I've tried this but it did not work, I've only gotten the first response in my json file and not the other pages :
Thanks in advance for any tips on how to implement that !
- This topic was modified 2 years, 9 months ago by MikaelB.

Viewing 8 posts - 1 through 7 (of 7 total)

You must be logged in to reply to this topic. Login to reply

Steve Collins SSCrazy Points: 2173 More actions · Answer 1

Wading in without any knowledge of Azure Data Factory at all... it seems like maybe the system is expecting a "pagination_token" along with the initial request? You're telling it how many results to return but not which page, i.e. the 1st set of 100, 2nd set of 100, etc. What happens if you try:

tweets/search/recent?query=textToSearch&max_results=100tweets/search/recent?query=textToSearch&max_results=100&pagination_token=1

Aus dem Paradies, das Cantor uns geschaffen, soll uns niemand vertreiben können

j500sut SSC Veteran Points: 254 More actions · Answer 2

I struggled with this for some time. My case was similar although my json body had "metadata": {"nextPageToken": ""}

This worked for me:

api example

Hopefully that should work for you.

MikaelB Old Hand Points: 330 More actions · Answer 3

I've tried some stuff like that but it did not work. What's the "pageToken" in your case ? A parameter in your dataset or in your linked service ? Or the name of the API parameter ? What does your url look like in that case ? Thanks !

MikaelB Old Hand Points: 330 More actions · Answer 4

Steve,

Thanks for your answer. The next_token parameter does not represent the page, it's a token, for example "next_token":"b26v89c19zqg8o3fpyqmxh9d31o05cu777x6eddzihful"

that represent the value of the pagination_token that needs to be sent in the 2nd query (and the ones after). So if you put this parameter in the first query it does not work, even if you put 1 or a null string or whatever.

MikaelB Old Hand Points: 330 More actions · Answer 5

So, after a few tries and some research, it doesn't seem possible for the moment in Data Factory to use the pagination rules in that way.

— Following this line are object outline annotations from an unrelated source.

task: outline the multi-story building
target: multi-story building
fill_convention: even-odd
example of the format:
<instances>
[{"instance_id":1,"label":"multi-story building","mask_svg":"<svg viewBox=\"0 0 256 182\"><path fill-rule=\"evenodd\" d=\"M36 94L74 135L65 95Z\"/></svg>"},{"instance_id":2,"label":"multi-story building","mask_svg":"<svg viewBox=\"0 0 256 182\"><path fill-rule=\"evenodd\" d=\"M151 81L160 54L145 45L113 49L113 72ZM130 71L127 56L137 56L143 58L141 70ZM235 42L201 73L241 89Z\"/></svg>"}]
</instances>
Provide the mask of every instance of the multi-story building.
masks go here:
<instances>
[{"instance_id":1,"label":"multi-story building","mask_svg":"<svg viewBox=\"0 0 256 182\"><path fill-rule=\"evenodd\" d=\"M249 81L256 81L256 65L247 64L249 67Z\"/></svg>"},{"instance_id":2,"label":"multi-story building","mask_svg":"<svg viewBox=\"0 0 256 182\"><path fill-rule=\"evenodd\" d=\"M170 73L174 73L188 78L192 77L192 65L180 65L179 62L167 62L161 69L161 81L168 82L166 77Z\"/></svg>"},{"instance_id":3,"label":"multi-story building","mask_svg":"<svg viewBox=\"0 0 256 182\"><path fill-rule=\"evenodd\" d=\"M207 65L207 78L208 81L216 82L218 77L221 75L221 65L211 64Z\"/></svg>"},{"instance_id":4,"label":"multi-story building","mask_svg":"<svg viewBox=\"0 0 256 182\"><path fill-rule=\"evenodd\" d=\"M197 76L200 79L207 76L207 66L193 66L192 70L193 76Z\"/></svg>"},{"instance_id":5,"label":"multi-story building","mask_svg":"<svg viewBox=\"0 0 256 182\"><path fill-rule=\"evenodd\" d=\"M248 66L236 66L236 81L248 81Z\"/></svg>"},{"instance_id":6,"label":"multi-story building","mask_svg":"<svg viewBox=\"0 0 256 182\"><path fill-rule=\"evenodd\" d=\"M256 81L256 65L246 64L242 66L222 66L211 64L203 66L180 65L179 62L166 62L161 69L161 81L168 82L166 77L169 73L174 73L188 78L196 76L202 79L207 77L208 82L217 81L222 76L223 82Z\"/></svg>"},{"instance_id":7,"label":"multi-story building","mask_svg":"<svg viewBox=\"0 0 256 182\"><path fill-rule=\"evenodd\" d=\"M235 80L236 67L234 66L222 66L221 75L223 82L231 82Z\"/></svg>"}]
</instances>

The solution I found is to implement the pagination manually using a "until" activity where the URL is a variable string containing the next_token value and the loop finishes when there is no next_token value in the result.

j500sut SSC Veteran Points: 254 More actions · Answer 6

Sorry for the slow response.

In my case the when the pageToken is a query parameter, e.g. ?pageToken=XXXXX. Since the the value for this is present in the body of the response and is called "metadata.nextPageToken". This is present when the pageSize parameter is used.

When the last page is reached, the nextPageToken value is empty. Hence why its added as the EndCondition.

So in your case it should look something like this:

Name: Query Parameter = pagination_token Value: Body = meta.nextToken

Name: EndCondition = $['meta'].['nextToken'] Value = Empty.

This seems to be not very well documented and different API's could be slightly different.

I hope that helps.

johny Grasshopper Points: 11 More actions · Answer 7

It sounds like you've got the initial setup for fetching tweets down pat, which is awesome. Dealing with pagination in the twitter保存 API can be a bit tricky, but you're on the right track!

To add the pagination token to your subsequent requests, you'll indeed need to create a variable to hold that token value. Then, you can include that variable in your URL for the next request.

Here's a simple breakdown:

Create a variable (let's call it nextToken) to store the pagination token value.

Update your URL for the subsequent requests by appending &pagination_token=@{variables('nextToken')} to it.

This way, each time you make a request, it'll include the pagination token from the previous response, fetching the next page of tweets.

Keep in mind to handle cases where the next_token isn't present in the response (indicating no more pages left), so your pipeline knows when to stop.

Hope this helps! Let me know if you need further assistance.

This reply was modified 10 months, 2 weeks ago by johny.